Most of all, the massive “sequestration” cuts that loom before a feckless Congress on Jan. 1 have raised the fear that our military will be crippled, thus increasing our vulnerability in a dangerous world.
Instead of a Chicken Little reaction to the possibility of defense cuts, we should consider the situation as an opportunity for reassessment of our gargantuan commitment to militarism.
Thanks to the steady drumbeat of American exceptionalists and the military-industrial complex that Dwight Eisenhower warned us about, the United States has turned its “national defense” system into a bloated, colossally expensive and self-perpetuating sacred cow.
Despite our self-image as a peaceful beacon to the world, we have historically been inclined to pursue American interests by force of arms.
It began with our near-annihilation of Native Americans and has continued with a long list of aggressions that include the brutal seizure of half of Mexico, countless military “interventions” in virtually every Latin American nation, the repeated dispatching of soldiers to China, Indonesia, Hawaii, the Philippines, Lebanon, Haiti and many other countries, and most recently the disastrous wars in Vietnam, Iraq and Afghanistan.
The lessons of our addiction to arms are apparent.
The fear that causes us to arm against every danger, real and imagined, leads other nations (such as China) to react in kind.
Enormous expenditures on the military add to our national indebtedness and drain resources from aspects of our lives that are much more important, such as health care, education, infrastructure and social programs.
When military personnel, equipment, and materiel are available in abundance, there is a tendency to use them whenever there is a perceived need to “protect national interests” or to assert our self-appointed role as international moral arbiter and disseminator of democracy.
Spread redundantly across the planet with hundreds of military bases and installations, our military requires an annual budget well over $700 billion (closer to $1 trillion when military pensions, Veterans Affairs and other costs are added in) – a grossly disproportionate share of the total spent on defense by all of the governments of the world combined.
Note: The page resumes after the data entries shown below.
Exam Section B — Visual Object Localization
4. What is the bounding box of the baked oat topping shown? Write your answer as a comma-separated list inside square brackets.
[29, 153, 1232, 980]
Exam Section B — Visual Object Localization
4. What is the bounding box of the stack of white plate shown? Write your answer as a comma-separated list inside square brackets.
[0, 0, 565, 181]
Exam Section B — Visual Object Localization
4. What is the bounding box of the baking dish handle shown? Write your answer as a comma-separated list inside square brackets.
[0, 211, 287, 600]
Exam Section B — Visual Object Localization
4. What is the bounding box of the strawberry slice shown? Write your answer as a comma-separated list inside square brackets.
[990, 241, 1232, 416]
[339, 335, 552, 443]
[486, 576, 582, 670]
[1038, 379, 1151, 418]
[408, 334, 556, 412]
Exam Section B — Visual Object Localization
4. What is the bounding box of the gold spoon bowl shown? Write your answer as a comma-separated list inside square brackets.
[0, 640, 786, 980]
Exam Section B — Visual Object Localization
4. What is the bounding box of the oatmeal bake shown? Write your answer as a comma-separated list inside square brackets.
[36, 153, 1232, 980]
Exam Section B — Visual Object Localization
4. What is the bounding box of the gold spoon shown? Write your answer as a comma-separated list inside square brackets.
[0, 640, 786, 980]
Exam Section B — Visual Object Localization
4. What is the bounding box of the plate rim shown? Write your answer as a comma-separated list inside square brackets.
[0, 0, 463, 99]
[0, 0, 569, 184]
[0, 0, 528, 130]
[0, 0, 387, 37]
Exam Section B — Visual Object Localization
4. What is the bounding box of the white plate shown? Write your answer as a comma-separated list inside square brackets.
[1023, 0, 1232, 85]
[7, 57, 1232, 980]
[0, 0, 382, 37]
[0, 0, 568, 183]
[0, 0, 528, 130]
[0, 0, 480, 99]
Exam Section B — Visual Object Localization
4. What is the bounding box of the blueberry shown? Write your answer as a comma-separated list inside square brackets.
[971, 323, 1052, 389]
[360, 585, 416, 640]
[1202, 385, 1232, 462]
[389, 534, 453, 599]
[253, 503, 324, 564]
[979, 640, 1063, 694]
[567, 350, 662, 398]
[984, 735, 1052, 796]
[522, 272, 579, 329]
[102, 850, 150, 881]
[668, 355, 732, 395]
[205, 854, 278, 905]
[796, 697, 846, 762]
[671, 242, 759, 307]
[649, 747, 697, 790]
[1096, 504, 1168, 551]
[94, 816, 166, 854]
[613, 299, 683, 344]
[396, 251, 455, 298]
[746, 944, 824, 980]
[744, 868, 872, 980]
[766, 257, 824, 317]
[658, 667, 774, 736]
Worse than the expense is the unspeakable toll of deaths, wounds and other suffering incurred not only by our military personnel but also by the countries that we impose ourselves upon.
At best, the existence of the military establishment is a necessary evil, an entity that must be maintained at a reasonable level sufficient to defend our nation from foreign threats.
How welcome it would be (but, alas, unlikely) if at least a sizable portion of the defense budget were redirected to real human needs. Imagine the millions of jobs that could be created in health, education, construction, energy and other productive fields to replace positions that are now involved in the service of war.
Mike Svob, a retired professor of language and literature and an administrator in several colleges and universities of Illinois and Indiana, is active as a volunteer in numerous Tucson agencies.